Struggling with storage management

I'm at about 50 windows servers that index weekly (i.e. winlogbeat 2018.34 would be the latest week of the year)
Storage is coming out to be about 10 gigs a week, depending on amount of activity on the servers. This is simply not sustainable, especially considering all of the other systems that are also generating another 10 gigs a week.

My question is - how are people managing their storage?
I'm thinking the biggest problem is that I'm indexing almost 1000 fields for the winlogbeat events. I plan on mitigating this through the logstash config. Is anyone doing something similar? It would be ideal to be able to define 20-30 necessary fields that need to be indexed, and then just dumping the rest of the data into a misc field. Does that sound reasonable?

Best compression is already enabled as for me searching performance is at the bottom of the priorities list. It is odd to me that compression is not better. I have millions of log events that almost exact copies of one another because they are just log in / log out windows events from our authentication management system.

I'm pretty new to the elasticstack. Currently I have a 1 node cluster in my environment as I've been learning. I plan to scale this out once I have storage under control.

Thanks. Any advice is appreciated.

1 Like

You could also store them but make them non-indexable (ie searchable). So you'd then search for something on those 30ish fields but you'd still be able to see the values in the events.

You could also look at the aggregate filter in Logstash to trim things down.

1 Like

Could I test the storage savings of not indexing all of the fields? I.E would closing an index also make all of its fields non-searchable?

It makes the entire index non-searchable.

Right, but would the storage reflect that? I'm trying to figure out of it's even worth the time cleaning these fields up.

It will still exist on disk, you just won't be able to see it via the APIs until you open it back up.

Which version of Elasticsearch are you using?

Gotcha.
Is there some guidelines on how to configure fields in the logstash config file? I'm struggling with the documentation. Ideally, I would want to say exclude all except for the following 30 or so fields.

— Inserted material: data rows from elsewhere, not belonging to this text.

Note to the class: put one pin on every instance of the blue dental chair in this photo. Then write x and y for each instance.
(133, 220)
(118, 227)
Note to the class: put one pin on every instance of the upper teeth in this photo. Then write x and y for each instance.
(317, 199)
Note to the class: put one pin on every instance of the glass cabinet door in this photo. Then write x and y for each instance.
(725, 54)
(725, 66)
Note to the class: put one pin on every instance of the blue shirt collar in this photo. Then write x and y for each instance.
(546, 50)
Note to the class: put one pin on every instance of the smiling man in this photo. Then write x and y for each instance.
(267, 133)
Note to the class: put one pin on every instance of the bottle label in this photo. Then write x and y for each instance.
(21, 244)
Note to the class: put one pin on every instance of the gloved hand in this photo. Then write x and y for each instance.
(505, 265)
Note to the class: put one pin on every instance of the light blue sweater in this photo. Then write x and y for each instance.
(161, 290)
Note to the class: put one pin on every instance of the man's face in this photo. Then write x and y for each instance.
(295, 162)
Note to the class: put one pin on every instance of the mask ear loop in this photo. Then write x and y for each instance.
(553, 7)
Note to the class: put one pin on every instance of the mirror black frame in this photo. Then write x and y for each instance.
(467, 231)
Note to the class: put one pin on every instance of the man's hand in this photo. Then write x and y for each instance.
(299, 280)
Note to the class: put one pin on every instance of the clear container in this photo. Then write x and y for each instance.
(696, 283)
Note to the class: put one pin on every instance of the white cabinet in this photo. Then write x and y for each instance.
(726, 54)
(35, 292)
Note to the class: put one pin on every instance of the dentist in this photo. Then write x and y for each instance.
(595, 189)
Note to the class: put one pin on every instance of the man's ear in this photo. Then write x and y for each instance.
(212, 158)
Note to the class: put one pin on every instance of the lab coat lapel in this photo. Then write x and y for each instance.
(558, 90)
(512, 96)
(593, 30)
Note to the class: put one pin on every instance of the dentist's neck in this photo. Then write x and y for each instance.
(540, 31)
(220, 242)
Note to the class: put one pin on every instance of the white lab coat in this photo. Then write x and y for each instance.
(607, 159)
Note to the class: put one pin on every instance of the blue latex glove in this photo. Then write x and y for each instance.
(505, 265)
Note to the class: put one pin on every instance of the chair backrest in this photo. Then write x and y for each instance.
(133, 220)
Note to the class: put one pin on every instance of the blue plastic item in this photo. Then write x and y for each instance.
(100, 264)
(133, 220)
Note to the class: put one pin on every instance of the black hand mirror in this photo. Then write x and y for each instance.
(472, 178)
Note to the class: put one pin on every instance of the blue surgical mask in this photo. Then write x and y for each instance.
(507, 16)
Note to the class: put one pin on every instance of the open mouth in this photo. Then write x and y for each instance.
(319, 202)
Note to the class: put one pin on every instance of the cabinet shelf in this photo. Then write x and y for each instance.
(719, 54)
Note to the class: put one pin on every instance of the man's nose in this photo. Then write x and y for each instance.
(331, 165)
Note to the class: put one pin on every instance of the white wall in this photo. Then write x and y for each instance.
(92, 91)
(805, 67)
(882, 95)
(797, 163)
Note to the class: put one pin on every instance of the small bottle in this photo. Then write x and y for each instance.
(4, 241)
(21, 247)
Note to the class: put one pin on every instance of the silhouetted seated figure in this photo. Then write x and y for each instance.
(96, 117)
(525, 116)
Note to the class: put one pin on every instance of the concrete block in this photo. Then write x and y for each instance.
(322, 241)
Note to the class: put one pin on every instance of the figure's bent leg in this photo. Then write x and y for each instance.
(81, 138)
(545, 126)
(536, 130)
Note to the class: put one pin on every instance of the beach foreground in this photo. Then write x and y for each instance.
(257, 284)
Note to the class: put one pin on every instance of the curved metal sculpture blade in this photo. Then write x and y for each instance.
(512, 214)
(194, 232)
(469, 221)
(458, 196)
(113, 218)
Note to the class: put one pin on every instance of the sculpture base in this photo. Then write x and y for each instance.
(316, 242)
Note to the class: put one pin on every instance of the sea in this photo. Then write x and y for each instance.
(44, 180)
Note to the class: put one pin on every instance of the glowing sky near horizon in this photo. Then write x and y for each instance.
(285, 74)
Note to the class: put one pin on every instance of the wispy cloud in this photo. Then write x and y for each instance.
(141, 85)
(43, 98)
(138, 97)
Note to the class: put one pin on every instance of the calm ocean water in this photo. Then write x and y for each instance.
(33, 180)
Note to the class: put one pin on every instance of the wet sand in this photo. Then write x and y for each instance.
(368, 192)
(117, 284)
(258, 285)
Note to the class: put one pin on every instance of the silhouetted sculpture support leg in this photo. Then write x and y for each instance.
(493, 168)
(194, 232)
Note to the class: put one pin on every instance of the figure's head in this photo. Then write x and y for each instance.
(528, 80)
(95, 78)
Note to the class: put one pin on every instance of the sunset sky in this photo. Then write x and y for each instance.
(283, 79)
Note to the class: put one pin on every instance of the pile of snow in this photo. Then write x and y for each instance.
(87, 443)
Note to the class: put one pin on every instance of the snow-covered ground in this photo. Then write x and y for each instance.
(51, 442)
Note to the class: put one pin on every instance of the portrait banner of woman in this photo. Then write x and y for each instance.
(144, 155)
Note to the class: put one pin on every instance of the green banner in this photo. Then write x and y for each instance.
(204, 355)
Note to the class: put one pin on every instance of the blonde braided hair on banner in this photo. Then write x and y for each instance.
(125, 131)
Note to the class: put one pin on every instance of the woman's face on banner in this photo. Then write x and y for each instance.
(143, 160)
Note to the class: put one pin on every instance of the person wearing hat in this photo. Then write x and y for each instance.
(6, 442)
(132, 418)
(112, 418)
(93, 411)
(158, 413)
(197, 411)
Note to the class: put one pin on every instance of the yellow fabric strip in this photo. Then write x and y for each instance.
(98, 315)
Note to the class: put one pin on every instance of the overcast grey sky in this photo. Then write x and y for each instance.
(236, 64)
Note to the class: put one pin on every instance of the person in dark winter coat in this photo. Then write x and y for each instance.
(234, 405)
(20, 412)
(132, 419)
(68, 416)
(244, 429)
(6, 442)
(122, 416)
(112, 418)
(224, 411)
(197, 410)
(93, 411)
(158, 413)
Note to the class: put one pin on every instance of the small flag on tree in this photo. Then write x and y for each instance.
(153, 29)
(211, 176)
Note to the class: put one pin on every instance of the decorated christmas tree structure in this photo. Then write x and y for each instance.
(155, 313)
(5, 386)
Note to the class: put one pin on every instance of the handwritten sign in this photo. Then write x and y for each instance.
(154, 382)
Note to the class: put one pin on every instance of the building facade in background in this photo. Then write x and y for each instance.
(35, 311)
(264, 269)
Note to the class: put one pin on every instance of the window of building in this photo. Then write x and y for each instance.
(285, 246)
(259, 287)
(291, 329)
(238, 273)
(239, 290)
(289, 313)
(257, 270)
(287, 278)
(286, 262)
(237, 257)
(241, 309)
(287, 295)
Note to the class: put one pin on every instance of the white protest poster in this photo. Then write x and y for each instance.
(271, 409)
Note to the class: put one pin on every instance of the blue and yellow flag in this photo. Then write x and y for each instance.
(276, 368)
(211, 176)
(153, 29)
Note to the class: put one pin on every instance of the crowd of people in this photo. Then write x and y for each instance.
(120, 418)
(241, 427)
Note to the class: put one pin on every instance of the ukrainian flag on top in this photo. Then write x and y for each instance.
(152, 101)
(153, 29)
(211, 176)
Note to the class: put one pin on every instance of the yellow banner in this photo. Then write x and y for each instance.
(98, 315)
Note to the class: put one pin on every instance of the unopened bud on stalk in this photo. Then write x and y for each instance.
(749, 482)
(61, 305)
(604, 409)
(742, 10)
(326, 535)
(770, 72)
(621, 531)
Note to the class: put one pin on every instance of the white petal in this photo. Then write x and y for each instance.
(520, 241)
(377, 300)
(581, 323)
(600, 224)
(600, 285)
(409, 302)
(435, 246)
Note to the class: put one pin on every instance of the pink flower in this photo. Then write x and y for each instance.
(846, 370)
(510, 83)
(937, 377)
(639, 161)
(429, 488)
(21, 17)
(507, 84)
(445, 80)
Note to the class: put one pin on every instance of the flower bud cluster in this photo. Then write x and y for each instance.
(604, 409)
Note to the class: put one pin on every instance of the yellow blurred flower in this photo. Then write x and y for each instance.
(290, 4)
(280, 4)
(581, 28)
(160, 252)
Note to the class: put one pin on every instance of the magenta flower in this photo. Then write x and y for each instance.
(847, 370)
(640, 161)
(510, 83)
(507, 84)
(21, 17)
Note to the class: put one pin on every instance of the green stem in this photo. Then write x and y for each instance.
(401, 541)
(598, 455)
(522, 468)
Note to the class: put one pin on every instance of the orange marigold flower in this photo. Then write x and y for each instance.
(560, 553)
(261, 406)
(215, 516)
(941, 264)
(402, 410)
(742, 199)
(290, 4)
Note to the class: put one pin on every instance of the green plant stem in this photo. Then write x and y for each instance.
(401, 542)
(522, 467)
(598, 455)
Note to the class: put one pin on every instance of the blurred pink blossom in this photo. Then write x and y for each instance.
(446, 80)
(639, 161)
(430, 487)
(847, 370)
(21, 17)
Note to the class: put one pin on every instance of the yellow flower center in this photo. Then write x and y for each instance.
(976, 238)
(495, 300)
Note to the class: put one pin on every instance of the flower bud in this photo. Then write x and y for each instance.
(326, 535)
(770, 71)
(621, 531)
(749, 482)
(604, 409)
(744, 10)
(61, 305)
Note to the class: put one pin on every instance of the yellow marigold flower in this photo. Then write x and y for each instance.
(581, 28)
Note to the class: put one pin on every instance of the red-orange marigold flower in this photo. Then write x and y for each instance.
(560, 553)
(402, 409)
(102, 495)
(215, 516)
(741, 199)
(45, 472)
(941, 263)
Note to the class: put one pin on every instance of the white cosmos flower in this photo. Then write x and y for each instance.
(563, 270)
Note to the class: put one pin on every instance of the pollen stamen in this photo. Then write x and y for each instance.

Thanks, appreciate the help.

6.3.2

It is great to hear that you are on a recent version, as a lot ofimprovements around the ability to handle large number of sparse fields have been added lately. If you were on a version prior to 6.0 this would have had a much more significant impact.

1 Like

Hey Mark,
Just wanted to follow up and see if there's an easy way for me to map the explicit fields I want to include for indexing.

Thanks

You need to do that in a template, it's not a Logstash feature.

Mark,
I'm considering this:

Do you have any experience with this? Opinions?

EDIT: is this a paid gold or platinum feature?

Thanks

This topic was automatically closed 28 days after the last reply. New replies are no longer allowed.